Com a morte de Jean Giraud desaparece um dos últimos ícones da BD mundial e uma referência absoluta de muitos autores de BD. É o caso do português Pedro Morais: “Ele era o Mestre!"

Conheceu-o em 1982, quando veio a Lisboa participar numa iniciativa de banda desenhada na antiga FIL. “Uma fotografia com ele tirada por um amigo continua na parede do meu atelier”, acrescenta.
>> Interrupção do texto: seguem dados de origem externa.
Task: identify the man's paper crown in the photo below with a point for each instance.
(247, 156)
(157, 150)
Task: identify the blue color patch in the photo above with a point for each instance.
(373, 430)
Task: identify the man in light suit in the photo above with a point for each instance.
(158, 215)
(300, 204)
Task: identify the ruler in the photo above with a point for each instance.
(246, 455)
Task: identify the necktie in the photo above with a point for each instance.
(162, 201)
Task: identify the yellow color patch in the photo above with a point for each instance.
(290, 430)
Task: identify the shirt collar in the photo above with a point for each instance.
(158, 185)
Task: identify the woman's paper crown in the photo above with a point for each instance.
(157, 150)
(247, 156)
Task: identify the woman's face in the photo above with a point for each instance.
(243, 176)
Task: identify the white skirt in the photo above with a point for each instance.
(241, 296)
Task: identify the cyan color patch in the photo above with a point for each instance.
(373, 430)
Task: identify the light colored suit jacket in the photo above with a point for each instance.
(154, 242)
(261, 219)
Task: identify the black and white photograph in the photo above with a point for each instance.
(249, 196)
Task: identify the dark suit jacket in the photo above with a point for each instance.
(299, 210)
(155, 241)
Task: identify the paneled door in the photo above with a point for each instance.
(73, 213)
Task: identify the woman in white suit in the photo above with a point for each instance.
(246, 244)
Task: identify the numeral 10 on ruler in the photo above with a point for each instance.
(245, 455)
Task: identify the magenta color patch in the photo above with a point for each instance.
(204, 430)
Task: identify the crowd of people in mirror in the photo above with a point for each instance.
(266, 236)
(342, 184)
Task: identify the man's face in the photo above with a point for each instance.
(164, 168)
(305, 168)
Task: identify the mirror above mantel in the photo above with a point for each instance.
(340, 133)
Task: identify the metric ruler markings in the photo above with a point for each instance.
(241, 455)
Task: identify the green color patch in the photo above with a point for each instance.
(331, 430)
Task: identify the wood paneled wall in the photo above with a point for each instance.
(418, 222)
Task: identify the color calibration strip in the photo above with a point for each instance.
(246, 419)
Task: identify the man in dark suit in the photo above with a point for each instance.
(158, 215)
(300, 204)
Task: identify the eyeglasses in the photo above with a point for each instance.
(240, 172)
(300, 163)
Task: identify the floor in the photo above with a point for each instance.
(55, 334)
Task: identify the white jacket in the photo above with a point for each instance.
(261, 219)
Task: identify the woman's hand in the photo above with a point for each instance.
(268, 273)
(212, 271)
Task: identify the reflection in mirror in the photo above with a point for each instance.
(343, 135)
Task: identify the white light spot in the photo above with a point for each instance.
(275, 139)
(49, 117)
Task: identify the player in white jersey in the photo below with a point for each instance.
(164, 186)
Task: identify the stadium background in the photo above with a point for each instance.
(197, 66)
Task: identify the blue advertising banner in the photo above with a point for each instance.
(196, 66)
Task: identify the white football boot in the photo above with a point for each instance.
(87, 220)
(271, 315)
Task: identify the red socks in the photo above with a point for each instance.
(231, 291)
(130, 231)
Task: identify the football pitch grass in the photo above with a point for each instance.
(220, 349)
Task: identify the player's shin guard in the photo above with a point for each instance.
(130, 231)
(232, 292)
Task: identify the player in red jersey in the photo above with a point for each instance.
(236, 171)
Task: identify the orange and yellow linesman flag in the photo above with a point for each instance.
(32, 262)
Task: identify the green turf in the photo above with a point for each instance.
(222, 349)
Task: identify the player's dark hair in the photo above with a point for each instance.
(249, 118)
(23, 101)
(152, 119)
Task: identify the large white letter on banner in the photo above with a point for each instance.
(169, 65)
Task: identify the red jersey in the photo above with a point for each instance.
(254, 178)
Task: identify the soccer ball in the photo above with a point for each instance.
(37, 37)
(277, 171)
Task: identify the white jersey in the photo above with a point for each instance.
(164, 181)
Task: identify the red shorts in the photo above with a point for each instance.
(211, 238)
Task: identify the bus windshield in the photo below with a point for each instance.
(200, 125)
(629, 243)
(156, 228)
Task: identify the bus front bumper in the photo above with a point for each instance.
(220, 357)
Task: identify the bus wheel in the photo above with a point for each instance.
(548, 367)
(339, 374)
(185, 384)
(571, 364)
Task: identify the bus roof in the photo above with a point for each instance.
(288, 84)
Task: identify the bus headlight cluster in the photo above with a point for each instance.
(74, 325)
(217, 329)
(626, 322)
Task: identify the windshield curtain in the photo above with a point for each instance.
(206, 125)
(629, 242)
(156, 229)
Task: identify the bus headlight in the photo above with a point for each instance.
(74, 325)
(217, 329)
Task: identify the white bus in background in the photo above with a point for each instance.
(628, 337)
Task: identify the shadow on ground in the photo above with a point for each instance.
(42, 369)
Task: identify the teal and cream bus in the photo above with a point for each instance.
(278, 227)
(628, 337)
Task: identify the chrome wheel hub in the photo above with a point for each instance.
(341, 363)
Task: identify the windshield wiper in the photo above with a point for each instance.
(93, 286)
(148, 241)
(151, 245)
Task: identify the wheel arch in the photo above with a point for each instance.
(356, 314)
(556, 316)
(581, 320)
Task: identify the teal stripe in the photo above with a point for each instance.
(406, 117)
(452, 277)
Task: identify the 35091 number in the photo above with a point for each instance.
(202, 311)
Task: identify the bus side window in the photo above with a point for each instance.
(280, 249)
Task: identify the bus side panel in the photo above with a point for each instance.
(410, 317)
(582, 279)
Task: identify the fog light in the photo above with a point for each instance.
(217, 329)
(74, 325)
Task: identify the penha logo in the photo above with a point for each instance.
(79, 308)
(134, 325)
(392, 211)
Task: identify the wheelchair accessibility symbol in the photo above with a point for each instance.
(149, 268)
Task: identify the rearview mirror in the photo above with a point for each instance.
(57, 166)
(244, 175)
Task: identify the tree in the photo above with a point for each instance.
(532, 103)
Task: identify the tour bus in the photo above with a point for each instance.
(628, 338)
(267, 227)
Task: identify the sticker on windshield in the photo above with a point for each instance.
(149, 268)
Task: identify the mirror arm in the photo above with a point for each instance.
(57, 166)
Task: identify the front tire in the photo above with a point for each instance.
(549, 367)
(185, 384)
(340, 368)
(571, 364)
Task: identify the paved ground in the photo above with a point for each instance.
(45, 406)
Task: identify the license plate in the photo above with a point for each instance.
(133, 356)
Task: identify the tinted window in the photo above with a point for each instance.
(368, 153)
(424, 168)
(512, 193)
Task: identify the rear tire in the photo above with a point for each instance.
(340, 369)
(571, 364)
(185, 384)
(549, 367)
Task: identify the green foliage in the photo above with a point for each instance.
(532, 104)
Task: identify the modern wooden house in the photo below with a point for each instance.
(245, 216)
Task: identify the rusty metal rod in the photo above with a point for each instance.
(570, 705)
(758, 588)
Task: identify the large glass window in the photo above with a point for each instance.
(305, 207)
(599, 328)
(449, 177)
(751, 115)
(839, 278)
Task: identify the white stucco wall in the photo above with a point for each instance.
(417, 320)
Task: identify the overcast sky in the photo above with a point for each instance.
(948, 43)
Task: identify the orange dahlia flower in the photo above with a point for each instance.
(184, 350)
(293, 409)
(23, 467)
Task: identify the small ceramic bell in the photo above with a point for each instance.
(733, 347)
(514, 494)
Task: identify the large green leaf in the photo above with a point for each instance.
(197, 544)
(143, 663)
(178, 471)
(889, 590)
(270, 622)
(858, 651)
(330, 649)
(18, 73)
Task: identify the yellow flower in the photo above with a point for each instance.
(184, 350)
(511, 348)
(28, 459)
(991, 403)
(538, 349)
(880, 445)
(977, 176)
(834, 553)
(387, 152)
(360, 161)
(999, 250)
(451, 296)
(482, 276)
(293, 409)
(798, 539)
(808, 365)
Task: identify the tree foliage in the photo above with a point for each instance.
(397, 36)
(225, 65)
Conserva a imagem de um homem “acessível e simpático”. Mas sobretudo era um “grande artista que não tinha problemas em correr riscos ou usar as novas tecnologias”.

O jornalista e crítico francês Laurent Mélikian não tem dúvidas em afirmar que Giraud-Moebius "teve uma enorme influência sobre muitos outros desenhadores”. Paradoxalmente, disse ao PÚBLICO, “não era um autor popular, não era um Goscinny ou um Hergé”. Mas a sua obra tem “uma importância capital e os seus desenhos têm uma vibração que dá gosto ver”.

Para Didier Pasamonik, editor do site ActuaBD, o criador francês foi um homem que “esteve em todas as grandes batalhas da banda desenhada”. Lembra que Blueberry mudou a imagem do western na BD. Com Métal Hurlant, Giraud-Moebius esteve ligado à primeira experiência de auto-edição e “acompanhou o movimento contracultural”. Foi também o primeiro “a ter uma dimensão artística espiritual” e influenciou “a BD japonesa, sobretudo Katsuhiro Otomo”.

Pasamonik conclui: “Foi o primeiro grande autor de dimensão mundial, quando até ali o que havia era personagens, e o primeiro grande desenhador do seu tempo.”